10

I'm trying to read a wide char from a stream that was created using fmemopen with a char *.

char *s = "foo bar foo";
FILE *f = fmemopen(s,strlen(s),"r");

wchar_t c = getwc(f);

getwc throws a segmentation fault, I checked using GDB.

I know this is due to opening the stream with fmemopen, because calling getwc on a stream opened normally works fine.

Is there a wide char version of fmemopen, or is there some other way to fix this problem?

MD XF
  • 7,062
  • 7
  • 34
  • 64
  • Please post a proper MCVE, the `fmemopen` invocation is invalid – Antti Haapala Aug 13 '17 at 06:37
  • @AnttiHaapala Oh, whoops, I missed that part. Sorry. – MD XF Aug 13 '17 at 20:49
  • 1
    @MDXF: From the examples one might get the impression that perhaps [`iconv_open()`](http://man7.org/linux/man-pages/man3/iconv_open.3.html) and [`iconv()`](http://man7.org/linux/man-pages/man3/iconv.3.html) might be a better solution to the underlying problem. – Nominal Animal Aug 14 '17 at 07:38
  • @MDXF: In fact, at least GNU libc uses `iconv` in the background - it uses a separate buffer for already-converted data. After you have set the locale (all, or `LC_CTYPE`), you can use [`nl_langinfo(CODESET)`](http://man7.org/linux/man-pages/man3/nl_langinfo.3.html) to obtain the character set in a form you can supply to `iconv_open()`. While this is not ISO C, it is POSIX.1, and should be quite portable. (Since there is even GNU `libiconv`, this approach should be relatively easy to port across to any system using standard C, including Windows.) – Nominal Animal Aug 17 '17 at 05:34

3 Answers3

7

The second line should read FILE *f = fmemopen(s, strlen(s), "r");. As posted, fmemopen has undefined behavior and might return NULL, which causes getwc() to crash.

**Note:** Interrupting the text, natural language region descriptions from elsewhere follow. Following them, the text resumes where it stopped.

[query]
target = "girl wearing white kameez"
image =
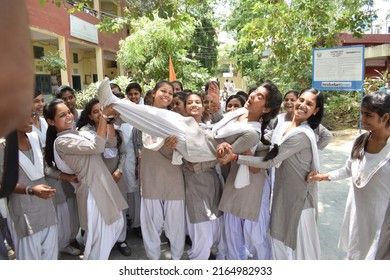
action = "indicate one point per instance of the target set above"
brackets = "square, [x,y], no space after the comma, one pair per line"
[100,201]
[238,127]
[293,228]
[68,222]
[369,168]
[32,217]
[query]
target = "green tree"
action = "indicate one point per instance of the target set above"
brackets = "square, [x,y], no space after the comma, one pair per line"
[275,37]
[204,42]
[146,51]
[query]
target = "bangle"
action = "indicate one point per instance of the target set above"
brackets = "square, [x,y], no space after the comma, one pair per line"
[30,190]
[109,119]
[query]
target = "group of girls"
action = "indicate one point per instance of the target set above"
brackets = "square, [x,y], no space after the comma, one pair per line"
[202,173]
[293,222]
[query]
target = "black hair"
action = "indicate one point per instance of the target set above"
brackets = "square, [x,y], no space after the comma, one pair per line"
[49,112]
[62,89]
[378,102]
[296,93]
[181,94]
[243,94]
[315,120]
[133,85]
[37,93]
[119,94]
[273,102]
[114,85]
[235,96]
[206,87]
[192,93]
[84,116]
[159,85]
[147,94]
[179,83]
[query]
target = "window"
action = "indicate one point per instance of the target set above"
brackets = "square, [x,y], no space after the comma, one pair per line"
[75,58]
[38,52]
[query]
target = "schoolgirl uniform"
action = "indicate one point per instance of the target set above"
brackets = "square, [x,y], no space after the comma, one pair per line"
[367,203]
[100,202]
[32,221]
[293,228]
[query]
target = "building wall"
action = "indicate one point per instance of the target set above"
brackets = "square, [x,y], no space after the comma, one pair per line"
[55,22]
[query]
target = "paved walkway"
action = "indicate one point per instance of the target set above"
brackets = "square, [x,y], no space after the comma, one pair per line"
[332,198]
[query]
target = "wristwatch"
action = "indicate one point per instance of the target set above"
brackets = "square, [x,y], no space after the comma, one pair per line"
[109,119]
[30,191]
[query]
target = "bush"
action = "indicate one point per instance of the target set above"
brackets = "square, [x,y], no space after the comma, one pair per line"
[342,109]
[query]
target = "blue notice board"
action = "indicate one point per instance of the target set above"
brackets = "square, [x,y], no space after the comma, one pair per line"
[339,68]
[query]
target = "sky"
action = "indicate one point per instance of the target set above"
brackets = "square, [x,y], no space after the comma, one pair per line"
[382,7]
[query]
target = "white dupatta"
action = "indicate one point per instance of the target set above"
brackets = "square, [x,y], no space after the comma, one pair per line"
[279,138]
[61,165]
[34,170]
[229,126]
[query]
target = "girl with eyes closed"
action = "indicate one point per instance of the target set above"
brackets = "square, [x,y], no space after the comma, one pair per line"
[100,204]
[293,227]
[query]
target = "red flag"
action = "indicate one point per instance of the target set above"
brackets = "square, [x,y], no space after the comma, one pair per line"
[172,75]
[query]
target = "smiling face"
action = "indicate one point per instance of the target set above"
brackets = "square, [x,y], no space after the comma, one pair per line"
[233,104]
[96,113]
[176,87]
[372,121]
[288,103]
[134,95]
[194,106]
[69,99]
[163,96]
[207,100]
[305,107]
[178,106]
[26,127]
[63,119]
[38,103]
[256,102]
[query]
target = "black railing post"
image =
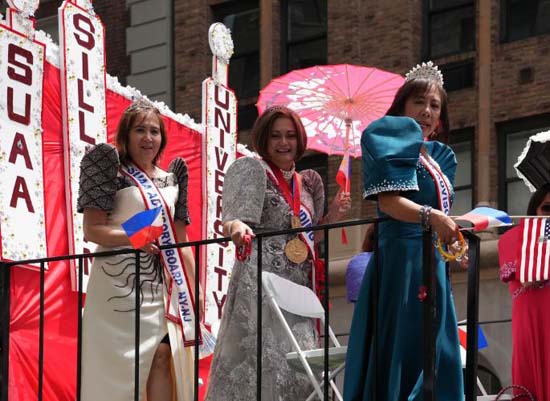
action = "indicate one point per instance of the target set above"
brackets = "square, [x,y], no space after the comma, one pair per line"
[428,279]
[79,329]
[472,315]
[259,317]
[374,308]
[5,271]
[41,333]
[197,325]
[137,325]
[327,315]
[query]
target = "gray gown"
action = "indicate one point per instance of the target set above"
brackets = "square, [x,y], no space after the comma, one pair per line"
[250,196]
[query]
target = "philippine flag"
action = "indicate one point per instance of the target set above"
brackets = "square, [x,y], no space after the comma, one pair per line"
[143,227]
[485,217]
[344,173]
[462,335]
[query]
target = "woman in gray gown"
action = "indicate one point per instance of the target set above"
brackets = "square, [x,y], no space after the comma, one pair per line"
[265,195]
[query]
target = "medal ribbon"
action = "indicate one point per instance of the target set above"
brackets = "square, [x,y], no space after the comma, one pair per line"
[172,259]
[442,184]
[294,201]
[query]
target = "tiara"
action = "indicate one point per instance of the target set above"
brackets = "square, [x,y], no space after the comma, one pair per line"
[141,104]
[427,71]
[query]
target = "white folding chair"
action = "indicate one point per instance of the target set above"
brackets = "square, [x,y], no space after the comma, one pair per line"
[302,301]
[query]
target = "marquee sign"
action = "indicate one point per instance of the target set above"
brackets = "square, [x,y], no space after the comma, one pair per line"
[22,220]
[83,84]
[220,149]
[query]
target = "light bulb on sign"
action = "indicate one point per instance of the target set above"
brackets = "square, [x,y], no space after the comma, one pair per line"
[27,7]
[221,44]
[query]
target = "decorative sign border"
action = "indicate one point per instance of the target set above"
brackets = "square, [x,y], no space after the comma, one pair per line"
[22,220]
[83,88]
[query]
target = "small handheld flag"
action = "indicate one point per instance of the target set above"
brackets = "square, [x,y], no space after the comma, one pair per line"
[343,180]
[482,218]
[344,173]
[143,227]
[534,250]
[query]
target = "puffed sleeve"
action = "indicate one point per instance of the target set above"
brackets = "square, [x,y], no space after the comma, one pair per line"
[244,191]
[98,178]
[445,157]
[313,183]
[390,148]
[179,168]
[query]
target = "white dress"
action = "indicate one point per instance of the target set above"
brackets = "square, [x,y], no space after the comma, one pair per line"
[108,339]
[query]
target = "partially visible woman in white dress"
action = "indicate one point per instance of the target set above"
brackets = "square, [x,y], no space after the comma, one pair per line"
[107,197]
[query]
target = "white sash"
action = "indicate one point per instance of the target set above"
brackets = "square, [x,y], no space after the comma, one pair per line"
[171,258]
[442,183]
[305,216]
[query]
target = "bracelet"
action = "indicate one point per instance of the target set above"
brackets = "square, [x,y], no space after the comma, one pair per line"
[424,217]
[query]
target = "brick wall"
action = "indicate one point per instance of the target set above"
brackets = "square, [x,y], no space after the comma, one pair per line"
[387,35]
[115,19]
[191,54]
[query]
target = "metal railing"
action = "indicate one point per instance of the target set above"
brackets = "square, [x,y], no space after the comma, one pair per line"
[428,306]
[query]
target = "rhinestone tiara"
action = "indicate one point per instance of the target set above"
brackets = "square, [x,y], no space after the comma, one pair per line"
[425,71]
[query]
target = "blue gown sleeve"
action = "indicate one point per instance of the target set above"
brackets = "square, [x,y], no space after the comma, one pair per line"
[98,178]
[390,148]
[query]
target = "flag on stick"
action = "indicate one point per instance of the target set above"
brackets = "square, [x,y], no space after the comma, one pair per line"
[482,218]
[143,227]
[343,179]
[534,252]
[344,173]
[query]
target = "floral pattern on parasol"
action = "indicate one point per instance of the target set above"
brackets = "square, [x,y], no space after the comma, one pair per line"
[335,102]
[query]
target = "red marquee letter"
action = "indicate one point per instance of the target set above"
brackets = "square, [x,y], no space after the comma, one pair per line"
[19,147]
[20,190]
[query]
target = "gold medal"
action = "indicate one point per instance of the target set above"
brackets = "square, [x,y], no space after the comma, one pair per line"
[296,251]
[295,222]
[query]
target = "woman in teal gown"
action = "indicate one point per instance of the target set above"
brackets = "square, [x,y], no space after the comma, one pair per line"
[404,187]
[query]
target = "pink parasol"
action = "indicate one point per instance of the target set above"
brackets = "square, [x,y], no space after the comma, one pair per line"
[335,102]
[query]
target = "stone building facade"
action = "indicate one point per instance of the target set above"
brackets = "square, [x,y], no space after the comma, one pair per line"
[495,55]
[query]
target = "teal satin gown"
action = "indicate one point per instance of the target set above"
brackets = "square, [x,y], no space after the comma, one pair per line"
[391,148]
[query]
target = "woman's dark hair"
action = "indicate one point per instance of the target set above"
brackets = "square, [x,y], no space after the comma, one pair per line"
[264,124]
[536,199]
[415,87]
[132,116]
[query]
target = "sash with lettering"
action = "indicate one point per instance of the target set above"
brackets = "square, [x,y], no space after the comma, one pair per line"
[292,197]
[171,258]
[442,184]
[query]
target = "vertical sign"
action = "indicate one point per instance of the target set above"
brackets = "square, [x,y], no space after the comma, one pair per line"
[220,147]
[22,218]
[83,77]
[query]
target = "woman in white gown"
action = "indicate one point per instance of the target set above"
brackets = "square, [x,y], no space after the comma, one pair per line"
[107,198]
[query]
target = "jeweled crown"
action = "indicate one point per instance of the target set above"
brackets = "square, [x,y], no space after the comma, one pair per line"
[425,71]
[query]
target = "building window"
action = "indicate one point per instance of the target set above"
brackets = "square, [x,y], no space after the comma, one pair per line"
[451,27]
[304,33]
[242,17]
[513,193]
[461,141]
[521,19]
[458,75]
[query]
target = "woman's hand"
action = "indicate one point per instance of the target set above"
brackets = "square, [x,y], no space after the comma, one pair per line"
[457,247]
[339,208]
[445,227]
[237,230]
[150,248]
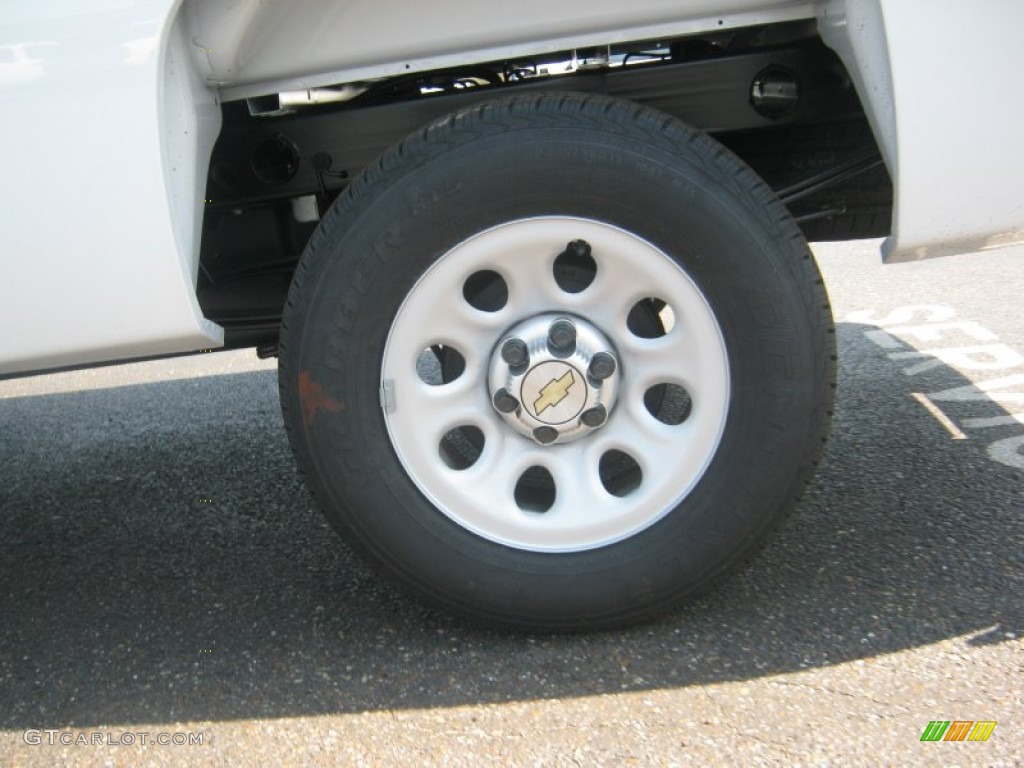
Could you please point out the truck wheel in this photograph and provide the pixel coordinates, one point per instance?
(557, 361)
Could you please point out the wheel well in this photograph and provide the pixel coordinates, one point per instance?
(774, 95)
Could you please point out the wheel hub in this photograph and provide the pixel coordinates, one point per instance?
(554, 378)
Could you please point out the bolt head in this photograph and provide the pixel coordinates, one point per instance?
(514, 352)
(545, 435)
(602, 366)
(594, 417)
(504, 401)
(579, 248)
(561, 336)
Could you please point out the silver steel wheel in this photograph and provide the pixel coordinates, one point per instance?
(610, 462)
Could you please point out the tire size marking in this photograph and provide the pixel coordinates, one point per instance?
(936, 328)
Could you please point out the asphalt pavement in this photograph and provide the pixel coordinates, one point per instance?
(163, 571)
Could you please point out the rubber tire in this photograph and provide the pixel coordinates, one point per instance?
(558, 155)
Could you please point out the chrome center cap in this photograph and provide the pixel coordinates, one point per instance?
(554, 378)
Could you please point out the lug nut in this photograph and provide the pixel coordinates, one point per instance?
(515, 353)
(602, 366)
(579, 248)
(545, 435)
(594, 417)
(561, 336)
(504, 401)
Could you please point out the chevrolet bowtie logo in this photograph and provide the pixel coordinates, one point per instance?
(554, 392)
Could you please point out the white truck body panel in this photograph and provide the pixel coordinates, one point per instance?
(112, 112)
(940, 85)
(104, 136)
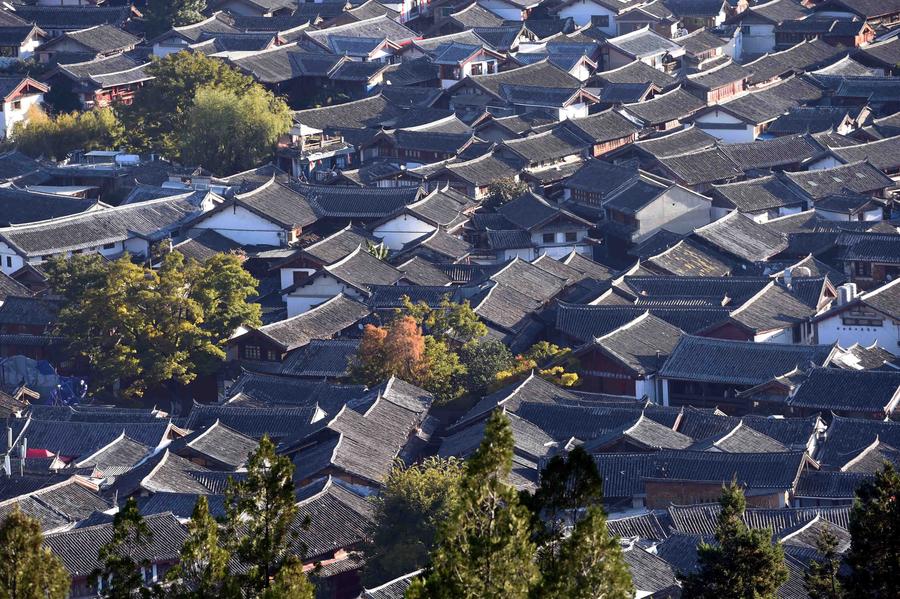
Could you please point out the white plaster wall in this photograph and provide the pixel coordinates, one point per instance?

Changing the fmemopen() line and adding a check for NULL fixes the crash but does not meet the OPs goal.

It seems wide orientation is not supported on streams open with fmemopen(), At least for the GNU C library. Note that fmemopen is not defined in the C Standard but in POSIX.1-2008 and is not available on many systems (like OS/X).

Here is a corrected and extended version of your program:

#include <errno.h>
#include <stdio.h>
#include <string.h>
#include <wchar.h>

int main(void) {
    const char *s = "foo bar foo";
    FILE *f = fmemopen((void *)s, strlen(s), "r");
    wchar_t c;

    if (f == NULL) {
        printf("fmemopen failed: %s\n", strerror(errno));
        return 1;
    }
    printf("default wide orientation: %d\n", fwide(f, 0));
    printf("selected wide orientation: %d\n", fwide(f, 1));
    while ((c = getwc(f)) != WEOF) {
        printf("read %lc (%d 0x%x)\n", c, c, c);
    }
    return 0;
}

Run on linux:

default wide orientation: -1
selected wide orientation: -1

No output, WEOF is returned immediately.

Explanation for fwide(f, 0) from the linux man page:

SYNOPSIS

#include <wchar.h>
int fwide(FILE *stream, int mode);

When mode is zero, the fwide() function determines the current orientation of stream. It returns a positive value if stream is wide-character oriented, that is, if wide-character I/O is permitted but char I/O is disallowed. It returns a negative value if stream is byte oriented, i.e., if char I/O is permitted but wide-character I/O is disallowed. It returns zero if stream has no orientation yet; in this case the next I/O operation might change the orientation (to byte oriented if it is a char I/O operation, or to wide-character oriented if it is a wide-character I/O operation).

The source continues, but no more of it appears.